Tonawanda News — At this time of year the warm sunshine and new growth of spring are powerful temptations to spend time outdoors. For some of us, the urge to spend every free moment in the garden is almost overwhelming. But even if you don’t have the time or the space to tend large flower beds, you can create colorful container plantings that will be uniquely your own.
Although garden centers offer a fine selection of pre-planted containers, don’t feel limited by their combinations. The possibilities are endless. Before you go shopping you should do a bit of planning. Make a written list of where you’d like to have container plantings. Front porch? Patio? Window boxes, maybe?
Decide what size containers will go in each spot, and whether they will be in sun, shade or part of each. Unless I do this every year, I end up with too many plants I have no place for and empty spaces that I failed to buy plants for.

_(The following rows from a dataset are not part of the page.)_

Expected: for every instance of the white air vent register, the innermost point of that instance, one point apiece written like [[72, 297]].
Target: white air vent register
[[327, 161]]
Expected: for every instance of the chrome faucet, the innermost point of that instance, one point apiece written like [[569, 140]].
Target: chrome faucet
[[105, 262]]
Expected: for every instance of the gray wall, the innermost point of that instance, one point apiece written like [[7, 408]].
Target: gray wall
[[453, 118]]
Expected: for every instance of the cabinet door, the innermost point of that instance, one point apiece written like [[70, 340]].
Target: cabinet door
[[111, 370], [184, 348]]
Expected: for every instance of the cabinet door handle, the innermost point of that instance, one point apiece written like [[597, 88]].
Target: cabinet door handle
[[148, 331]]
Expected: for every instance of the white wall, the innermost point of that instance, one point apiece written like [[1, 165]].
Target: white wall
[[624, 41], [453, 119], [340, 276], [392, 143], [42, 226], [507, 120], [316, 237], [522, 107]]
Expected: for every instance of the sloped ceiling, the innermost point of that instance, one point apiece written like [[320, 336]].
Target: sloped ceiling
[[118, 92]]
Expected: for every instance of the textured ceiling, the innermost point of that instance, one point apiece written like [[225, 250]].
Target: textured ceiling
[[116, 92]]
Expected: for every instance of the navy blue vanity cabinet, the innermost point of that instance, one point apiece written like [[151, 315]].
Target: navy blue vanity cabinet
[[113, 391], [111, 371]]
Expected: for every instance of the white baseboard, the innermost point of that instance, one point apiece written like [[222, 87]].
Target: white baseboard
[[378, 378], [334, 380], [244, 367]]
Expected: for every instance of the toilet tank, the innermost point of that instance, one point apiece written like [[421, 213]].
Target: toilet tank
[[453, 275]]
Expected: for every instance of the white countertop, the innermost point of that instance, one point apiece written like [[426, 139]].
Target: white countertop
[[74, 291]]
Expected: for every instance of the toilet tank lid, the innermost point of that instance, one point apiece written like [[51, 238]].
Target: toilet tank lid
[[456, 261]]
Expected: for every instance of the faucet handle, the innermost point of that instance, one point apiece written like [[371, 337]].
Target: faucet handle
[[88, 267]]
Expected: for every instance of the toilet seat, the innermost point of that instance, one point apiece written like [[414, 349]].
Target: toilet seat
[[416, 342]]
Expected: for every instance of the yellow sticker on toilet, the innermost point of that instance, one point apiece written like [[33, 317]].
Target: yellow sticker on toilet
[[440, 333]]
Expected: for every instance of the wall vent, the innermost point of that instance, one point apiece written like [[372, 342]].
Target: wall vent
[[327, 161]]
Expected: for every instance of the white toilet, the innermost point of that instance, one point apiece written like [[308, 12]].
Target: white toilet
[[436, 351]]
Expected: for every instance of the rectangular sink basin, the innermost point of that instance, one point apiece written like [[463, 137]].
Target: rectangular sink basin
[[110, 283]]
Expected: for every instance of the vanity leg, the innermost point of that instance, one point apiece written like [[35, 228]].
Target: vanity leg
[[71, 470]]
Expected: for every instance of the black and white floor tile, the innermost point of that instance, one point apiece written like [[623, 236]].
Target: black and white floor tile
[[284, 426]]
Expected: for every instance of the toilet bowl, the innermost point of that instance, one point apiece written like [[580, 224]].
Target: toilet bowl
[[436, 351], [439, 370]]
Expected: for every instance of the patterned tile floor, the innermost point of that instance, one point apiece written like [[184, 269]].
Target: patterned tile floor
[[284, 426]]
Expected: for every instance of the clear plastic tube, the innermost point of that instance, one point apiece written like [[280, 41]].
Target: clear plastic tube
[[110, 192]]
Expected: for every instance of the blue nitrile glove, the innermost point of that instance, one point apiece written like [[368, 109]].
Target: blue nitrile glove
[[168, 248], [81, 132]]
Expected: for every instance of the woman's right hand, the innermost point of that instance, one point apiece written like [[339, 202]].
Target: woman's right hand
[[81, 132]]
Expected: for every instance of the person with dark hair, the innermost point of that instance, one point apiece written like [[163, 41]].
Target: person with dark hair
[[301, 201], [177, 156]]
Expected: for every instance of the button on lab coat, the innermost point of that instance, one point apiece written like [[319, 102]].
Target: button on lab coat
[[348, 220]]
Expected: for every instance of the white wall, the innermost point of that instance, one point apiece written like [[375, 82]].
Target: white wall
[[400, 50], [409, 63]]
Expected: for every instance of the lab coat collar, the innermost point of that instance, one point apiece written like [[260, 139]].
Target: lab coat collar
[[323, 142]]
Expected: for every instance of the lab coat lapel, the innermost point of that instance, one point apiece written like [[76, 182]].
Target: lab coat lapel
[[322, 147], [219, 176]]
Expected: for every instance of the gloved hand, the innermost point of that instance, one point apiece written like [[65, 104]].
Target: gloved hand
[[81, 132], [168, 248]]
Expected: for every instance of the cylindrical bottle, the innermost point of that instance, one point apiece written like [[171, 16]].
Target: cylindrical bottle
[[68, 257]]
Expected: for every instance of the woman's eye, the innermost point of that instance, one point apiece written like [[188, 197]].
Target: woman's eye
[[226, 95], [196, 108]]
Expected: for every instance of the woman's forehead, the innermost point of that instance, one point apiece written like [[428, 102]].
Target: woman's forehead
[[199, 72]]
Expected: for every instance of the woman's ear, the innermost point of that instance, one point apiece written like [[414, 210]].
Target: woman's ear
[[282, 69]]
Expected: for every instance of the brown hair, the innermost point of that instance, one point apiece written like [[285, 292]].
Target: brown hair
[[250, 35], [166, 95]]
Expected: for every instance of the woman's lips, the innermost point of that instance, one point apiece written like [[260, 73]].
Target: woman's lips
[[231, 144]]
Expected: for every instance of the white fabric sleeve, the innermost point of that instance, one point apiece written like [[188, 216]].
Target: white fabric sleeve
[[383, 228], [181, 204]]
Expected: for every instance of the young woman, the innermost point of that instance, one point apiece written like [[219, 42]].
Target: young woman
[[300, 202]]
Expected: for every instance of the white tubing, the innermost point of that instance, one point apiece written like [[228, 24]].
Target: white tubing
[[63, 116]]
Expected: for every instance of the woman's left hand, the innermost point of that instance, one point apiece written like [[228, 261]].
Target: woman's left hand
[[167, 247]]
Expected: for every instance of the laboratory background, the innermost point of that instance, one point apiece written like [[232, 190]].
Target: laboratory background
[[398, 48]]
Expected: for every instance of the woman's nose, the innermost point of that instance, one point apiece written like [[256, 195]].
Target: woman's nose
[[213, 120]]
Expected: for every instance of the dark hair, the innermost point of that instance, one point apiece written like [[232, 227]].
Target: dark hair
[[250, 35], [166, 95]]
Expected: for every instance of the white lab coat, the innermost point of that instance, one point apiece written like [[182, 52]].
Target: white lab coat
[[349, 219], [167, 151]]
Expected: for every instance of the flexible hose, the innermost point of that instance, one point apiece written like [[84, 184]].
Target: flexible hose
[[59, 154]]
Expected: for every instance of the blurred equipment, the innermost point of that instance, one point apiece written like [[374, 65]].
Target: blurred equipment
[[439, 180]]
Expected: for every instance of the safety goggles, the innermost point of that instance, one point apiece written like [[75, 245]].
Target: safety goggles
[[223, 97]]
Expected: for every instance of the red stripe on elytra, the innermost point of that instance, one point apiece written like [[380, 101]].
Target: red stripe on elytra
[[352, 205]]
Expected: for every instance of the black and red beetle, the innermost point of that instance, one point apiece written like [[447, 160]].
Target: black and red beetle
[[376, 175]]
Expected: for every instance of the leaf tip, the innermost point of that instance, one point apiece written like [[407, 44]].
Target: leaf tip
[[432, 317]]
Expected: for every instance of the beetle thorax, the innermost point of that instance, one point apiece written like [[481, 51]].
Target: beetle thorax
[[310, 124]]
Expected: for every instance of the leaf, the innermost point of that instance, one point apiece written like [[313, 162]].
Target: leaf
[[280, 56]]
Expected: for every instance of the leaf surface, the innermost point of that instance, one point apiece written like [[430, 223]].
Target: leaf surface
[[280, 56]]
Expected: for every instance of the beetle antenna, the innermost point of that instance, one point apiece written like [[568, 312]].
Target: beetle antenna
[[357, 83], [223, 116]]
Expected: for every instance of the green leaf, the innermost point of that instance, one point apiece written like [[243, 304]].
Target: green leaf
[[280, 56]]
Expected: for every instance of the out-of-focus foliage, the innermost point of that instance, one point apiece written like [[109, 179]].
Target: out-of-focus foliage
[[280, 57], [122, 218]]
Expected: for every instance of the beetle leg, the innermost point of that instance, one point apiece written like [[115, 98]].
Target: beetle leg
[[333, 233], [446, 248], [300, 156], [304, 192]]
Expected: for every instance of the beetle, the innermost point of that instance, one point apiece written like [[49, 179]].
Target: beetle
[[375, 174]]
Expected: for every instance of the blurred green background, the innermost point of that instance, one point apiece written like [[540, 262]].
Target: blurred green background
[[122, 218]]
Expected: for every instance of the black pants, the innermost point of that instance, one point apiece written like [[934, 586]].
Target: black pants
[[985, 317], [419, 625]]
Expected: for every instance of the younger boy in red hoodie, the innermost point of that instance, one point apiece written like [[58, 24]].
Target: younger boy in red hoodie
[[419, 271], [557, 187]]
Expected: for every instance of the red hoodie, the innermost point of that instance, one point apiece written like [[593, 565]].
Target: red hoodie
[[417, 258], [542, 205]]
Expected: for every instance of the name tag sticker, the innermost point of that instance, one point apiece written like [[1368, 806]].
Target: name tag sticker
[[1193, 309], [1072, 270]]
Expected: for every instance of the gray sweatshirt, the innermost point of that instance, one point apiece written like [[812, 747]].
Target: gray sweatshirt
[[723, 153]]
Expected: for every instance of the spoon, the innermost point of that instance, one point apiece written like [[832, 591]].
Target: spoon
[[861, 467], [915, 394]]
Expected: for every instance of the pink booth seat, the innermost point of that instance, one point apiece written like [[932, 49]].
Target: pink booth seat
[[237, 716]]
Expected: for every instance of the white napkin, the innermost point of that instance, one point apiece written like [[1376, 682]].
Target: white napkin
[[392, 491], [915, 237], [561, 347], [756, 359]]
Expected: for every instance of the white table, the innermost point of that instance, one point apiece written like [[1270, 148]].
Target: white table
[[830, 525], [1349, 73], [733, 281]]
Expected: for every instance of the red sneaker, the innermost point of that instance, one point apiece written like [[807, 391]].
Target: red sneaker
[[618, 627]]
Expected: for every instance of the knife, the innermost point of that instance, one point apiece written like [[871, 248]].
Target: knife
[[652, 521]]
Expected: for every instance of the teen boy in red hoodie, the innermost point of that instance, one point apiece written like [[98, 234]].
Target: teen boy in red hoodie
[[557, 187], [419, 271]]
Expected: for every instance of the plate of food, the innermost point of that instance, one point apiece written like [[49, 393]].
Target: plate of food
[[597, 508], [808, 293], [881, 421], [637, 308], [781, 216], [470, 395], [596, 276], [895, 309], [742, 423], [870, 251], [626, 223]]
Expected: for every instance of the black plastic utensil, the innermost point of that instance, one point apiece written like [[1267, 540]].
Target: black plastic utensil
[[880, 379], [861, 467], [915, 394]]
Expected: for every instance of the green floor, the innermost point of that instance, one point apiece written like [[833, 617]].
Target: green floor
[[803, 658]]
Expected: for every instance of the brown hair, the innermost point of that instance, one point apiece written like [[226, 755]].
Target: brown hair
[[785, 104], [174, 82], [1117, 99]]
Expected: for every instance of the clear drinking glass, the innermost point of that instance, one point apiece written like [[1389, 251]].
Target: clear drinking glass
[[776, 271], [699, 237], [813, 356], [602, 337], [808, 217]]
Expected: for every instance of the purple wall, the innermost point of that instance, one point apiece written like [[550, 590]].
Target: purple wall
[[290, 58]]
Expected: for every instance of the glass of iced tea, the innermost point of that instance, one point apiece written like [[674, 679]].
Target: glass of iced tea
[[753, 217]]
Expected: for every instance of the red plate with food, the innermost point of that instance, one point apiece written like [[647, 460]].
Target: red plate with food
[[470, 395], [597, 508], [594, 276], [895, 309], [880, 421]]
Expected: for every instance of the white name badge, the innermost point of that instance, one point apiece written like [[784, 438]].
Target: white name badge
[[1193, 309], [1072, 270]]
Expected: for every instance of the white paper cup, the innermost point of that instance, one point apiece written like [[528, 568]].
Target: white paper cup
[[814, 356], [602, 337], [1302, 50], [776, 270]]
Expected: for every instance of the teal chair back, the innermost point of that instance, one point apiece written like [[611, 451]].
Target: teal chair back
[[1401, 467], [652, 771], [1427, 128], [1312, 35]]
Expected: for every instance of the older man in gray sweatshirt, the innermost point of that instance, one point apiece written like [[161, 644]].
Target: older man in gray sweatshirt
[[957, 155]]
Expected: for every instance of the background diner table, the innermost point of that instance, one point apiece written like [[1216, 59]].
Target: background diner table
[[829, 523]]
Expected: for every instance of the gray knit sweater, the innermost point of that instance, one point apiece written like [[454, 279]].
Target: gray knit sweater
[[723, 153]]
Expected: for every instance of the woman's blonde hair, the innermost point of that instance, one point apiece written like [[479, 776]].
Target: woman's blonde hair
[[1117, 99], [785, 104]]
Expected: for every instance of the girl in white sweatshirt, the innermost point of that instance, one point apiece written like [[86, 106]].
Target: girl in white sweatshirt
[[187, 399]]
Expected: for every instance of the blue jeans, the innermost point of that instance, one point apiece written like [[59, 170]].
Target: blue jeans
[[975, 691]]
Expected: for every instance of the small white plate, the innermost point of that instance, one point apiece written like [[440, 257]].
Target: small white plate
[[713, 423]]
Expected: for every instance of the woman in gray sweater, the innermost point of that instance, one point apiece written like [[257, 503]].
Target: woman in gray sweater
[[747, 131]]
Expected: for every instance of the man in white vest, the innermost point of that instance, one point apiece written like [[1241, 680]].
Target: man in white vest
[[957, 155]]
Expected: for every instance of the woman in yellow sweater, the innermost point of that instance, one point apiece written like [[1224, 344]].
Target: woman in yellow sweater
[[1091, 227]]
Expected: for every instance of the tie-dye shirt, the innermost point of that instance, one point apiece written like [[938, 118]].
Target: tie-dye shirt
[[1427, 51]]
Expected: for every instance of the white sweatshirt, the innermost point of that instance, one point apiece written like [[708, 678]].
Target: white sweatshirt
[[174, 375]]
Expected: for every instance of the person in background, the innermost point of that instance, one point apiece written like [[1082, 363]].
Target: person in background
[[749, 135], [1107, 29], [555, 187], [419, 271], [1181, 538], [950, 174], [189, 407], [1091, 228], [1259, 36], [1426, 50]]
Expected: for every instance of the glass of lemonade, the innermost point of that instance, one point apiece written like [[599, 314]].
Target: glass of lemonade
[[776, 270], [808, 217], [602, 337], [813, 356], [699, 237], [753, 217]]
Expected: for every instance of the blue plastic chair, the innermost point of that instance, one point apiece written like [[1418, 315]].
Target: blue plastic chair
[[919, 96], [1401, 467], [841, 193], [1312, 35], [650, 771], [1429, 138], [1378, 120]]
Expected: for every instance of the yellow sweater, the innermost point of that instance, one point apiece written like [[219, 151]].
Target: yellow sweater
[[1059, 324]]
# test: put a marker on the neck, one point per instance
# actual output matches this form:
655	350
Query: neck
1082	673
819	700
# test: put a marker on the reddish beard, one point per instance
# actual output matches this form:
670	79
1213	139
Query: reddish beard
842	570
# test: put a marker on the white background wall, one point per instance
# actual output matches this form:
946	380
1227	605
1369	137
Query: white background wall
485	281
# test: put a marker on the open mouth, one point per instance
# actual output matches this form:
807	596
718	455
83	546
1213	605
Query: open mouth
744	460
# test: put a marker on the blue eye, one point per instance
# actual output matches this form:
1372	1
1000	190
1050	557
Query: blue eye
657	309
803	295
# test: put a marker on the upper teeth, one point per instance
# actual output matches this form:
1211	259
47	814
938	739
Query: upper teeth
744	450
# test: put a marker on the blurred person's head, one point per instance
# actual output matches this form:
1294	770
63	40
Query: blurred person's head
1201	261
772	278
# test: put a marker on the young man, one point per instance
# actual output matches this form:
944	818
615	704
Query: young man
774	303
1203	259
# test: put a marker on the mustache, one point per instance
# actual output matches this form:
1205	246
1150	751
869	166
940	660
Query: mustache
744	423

At the garden center, spend some time walking around with a cart, placing various combinations of plants together to learn what pleases you. Be sure to check the tags, grouping plants with similar requirements for sun and shade as well as moisture level. Some plants can tolerate dry soil much better than others. If uncertain, ask questions of the staff, who are generally eager to share their expertise.
It’s often effective to choose “a thriller, a filler and a spiller,” for each container. That is, have a tall, showy plant for the center, shorter, fluffier plants to fill in around it, and something that trails over the edge of the pot to add interest.
When planting in containers, excellent drainage is essential. Start by placing a piece of terra cotta from a broken pot with the curved side facing up over the drainage hole to create a little air pocket. This will prevent the hole from becoming clogged while allowing excess water to drain out. Containers tend to dry out quickly, even if watered every day, so buy the cheapest brand of disposable diapers to layer in next. Cut off the elastic part and place in the bottom of the pot. The diaper will hold water and allow it to reabsorb gradually into the planting mix for continuous watering.